I concur with David Hess. Eddie Niam was the gadfly as you describe him and Gerri was the backbone of the restaurant. Without her Eddie would have never made it.
David, only if you pay me in advance.
Thank's for writing this piece Abe. No one could ever write like you did about my family. I still read some of the pieces you wrote about me.

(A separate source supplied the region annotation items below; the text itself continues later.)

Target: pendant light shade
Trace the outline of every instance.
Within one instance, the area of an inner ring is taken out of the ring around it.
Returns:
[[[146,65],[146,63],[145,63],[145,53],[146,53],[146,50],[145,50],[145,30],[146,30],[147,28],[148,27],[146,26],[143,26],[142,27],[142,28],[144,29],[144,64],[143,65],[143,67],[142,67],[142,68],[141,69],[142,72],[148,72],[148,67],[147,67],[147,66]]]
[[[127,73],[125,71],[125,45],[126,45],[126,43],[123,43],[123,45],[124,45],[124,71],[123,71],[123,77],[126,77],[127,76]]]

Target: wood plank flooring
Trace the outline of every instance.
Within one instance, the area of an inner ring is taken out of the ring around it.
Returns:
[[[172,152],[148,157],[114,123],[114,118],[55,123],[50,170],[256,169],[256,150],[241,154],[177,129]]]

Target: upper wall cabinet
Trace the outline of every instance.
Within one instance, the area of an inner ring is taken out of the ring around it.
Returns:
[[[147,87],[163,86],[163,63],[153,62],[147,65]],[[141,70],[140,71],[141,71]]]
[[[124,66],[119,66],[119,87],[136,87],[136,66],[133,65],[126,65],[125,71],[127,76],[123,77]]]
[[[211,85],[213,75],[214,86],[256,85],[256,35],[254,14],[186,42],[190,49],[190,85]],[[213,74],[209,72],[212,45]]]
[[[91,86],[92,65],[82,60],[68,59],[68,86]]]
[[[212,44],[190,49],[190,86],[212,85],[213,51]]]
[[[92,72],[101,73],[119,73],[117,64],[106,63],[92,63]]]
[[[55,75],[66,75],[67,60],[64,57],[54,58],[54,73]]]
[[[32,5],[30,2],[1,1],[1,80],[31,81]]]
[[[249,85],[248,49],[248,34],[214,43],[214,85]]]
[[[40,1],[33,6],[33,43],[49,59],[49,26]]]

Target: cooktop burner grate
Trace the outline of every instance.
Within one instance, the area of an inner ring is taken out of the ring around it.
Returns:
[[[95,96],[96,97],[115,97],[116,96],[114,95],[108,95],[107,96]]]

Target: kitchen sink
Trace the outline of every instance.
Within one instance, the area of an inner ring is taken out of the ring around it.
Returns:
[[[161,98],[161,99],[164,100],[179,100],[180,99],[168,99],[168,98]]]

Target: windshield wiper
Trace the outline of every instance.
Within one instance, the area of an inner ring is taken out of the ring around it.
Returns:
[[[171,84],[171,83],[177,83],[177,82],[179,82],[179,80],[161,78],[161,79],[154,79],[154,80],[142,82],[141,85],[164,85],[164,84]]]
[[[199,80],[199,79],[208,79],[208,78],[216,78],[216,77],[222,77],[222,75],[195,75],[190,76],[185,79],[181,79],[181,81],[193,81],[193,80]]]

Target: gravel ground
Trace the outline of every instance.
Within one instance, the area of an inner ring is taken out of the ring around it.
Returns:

My favorite Niam's story was the day Judge Murphy came in and said he had a black defendant in court that morning whose last name was also Murphy. Protocol dictated that Judge Murphy ask the defendant to state for the record that they were in no way related. According to the judge, the defendant said," I don't know your honor, how far back you checkin"?
You had to be there.
One Saturday, after Modell moved the Browns to Baltimore, Eddie's usual suspects were sitting at their usual table. Joe LaRose and the gang were really dishing out the abuse to a crestfallen Ron Tedeshci, the head of the local Brown's Backers. "What do you think of your buddy Modell now, Ronnie"? Man they were riding Ronnie. Ronnie finally couldn't take it anymore, stood up, grabbed a knife off the table and pointed at his abusers, and screamed, "I'm not gonna take this shit from you guys anymore"! LaRose, not blinking an eye, yelled over to Gerrie's son Eric, "Hey Eric, get Ronnie a steak knife. He's threatening our lives and all he has is a stupid butter knife".
Scorcese couldn't have scripted it better.